In order for data to be of use, it must be current and meaningful; it must be accessible to those users with the need and the right to use it; and it must be protected from unauthorized access. To provide a means to meet this need, database sublanguages have been set up to perform certain operations. A properly authorized user may have to; read stored data, insert new data, delete old data, update data when a portion of it changes, and drop a entire data model when it is no longer needed. While each data model has its own way of dealing with these operations, each makes an attempt to both make data accessible to the properly authorized user, and protect data from users with no right to operate on it.

Query languages have been developed for use with relational databases and are important tools in adding controls to data submodels. The 'query by example' (QBE) language provides a means to authorize specific operations on specific fields, and it can even limit access to a particular value of a field (e.g. "I.AUTR()..I" allows whatever user appears in to do whatever operations appear in . The operations available are (I)nsert, (D)elete, (U)pdate, and (P)rint. Placing a variable in a column allows to perform the stated operation(s) on that column. A constant placed in a particular column grants that right to only the rows containing that constant. A blank in any column denies access to the information in it.

"A hierarchical model uses the nest concept as its basic unit. Trees are created by nesting nests further, and forests are created by collecting trees. The data model and the database model are identical" [Wiederhold77] (p366). The hierarchical data model is often referred to as a physical database. In IMS, the IBM hierarchical database language, each physical database has a 'Data Base Descriptor' (DBD) which describes the tree structure of the database and other pertinent information like the size of fields and access methods (e.g. ISAM, HISAM, etc). Accompanying a physical database are one or more logical databases. A logical database is equivalent to a submodel; in place of a DBD it has a 'Program Communication Block' (PCB). The PCB contains only those segments that are available to a particular user (SENSEGS), and it specifies what operations that user is allowed to perform (PROCOPTS). In short, it has the same protection features that are found in a relational data submodel. The addition of on line capabilities to hierarchical sublanguages (IMS in particular) allows us to restrict database access to particular input and output devices (lterms). It also makes it possible to perform identification, authentication, and authorization tests at the time of a request.
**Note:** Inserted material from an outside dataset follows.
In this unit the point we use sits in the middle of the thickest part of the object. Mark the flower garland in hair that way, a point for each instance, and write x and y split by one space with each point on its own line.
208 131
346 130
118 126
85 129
Other parallels can be drawn between security measures for hierarchical databases and those for relational databases. We have already seen that although QBE and IMS use different approaches, they accomplish essentially the same result by hiding nonessential data and specifying allowable operations. Hierarchical databases can also use the same access constraints as relational databases, and arbiter programs are an essential part of on line access controls.

The 'Data Base Task Group' (DBTG) of the 'Committee on Data Systems Languages' (CODASYL) is largely responsible for network structured databases. The schema or data model of a network database is similar to the data model of a hierarchical database, but where the tree structure of the hierarchical database limits a record to having one parent, a record in a network database may have multiple parents with the record forming a link between its parents. The 'schema' of a network database structure corresponds to the DBD of the hierarchical database. The subschema of a network database performs the same functions as the PCB of the hierarchical database, but it has some additional features. Fields in a subschema can be renamed so that it becomes more difficult to link it to the schema from which it originated. 'privacy locks' and 'privacy keys' are another additional feature. If a privacy lock is specified in a schema or subschema, its accompanying key must be included in any programs that attempt to access data from that subschema or the access will not be allowed. In effect, the network database uses its schema, subschema and 'Data Manipulation Language' (DML) to perform access constraint functions and to serve as its own arbiter program.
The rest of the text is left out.